A bell had been ringing for a few moments; and so the abbess arose and said:
“That is the dinner-bell. You promised to join us in the refectory, and I think it is best you should do so, my daughter.”
“I will follow your counsels in everything, holy mother,” answered Salome, sweetly, as she arose and put her hand on the offered arm of her friend.
The abbess led her protegee down a long passage and deep flights of stairs to the refectory, where, at each side of a very long table, running down the length of the room, stood about fifty nuns waiting for their mother-superior.
The abbess gave her guest a seat next to her own, then crossed herself and sat down.
The nuns all made the sign of the cross upon their breasts, and seated themselves at the table.
This was the first occasion upon which Salome sat down at the nuns’ table; but it was not the last, for from this day she regularly appeared there, and, though she was given to frequent and violent fits of weeping, her health and spirits steadily improved under the regimen of the abbess.
On Monday morning the lady-superior took Salome through all the asylums on the east side of the convent.
They went first into the aged men’s home, where, in a large, clean, well-warmed and well-lighted hall, furnished with arm-chairs, tables, and many plain and cheap conveniences, were gathered about thirty gray-haired or bald-headed patriarchs, whose ages ranged from seventy to a hundred years.
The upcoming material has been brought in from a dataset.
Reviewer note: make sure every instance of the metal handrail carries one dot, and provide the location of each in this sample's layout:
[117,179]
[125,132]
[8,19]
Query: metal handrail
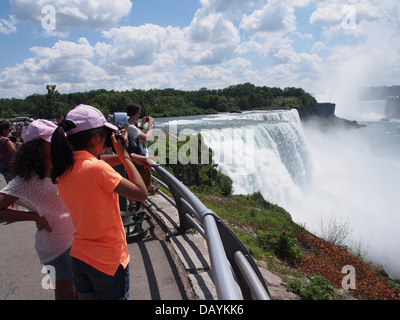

Yet not one of them was idle. They were all engaged in plaiting chip-mats, baskets, hampers and other useful articles that could be made out of reeds or cane. The oldest man among them, a centenarian, was employed in plaiting straw for hats.
“They look very happy and busy,” said Salome, after she had responded to their respectful nods and smiles of welcome.
“Yes, and they nearly half pay expenses by their handicrafts. Even they, aged and infirm as they are, can half support themselves if they have only shelter, protection and guidance.”
“And there seems to be no sick among them,” said Salome.
“Ah, yes,” answered the abbess, gravely, “there are five in the infirmary connected with this home; but we will not go there now. Let us pass on to the aged women’s home.”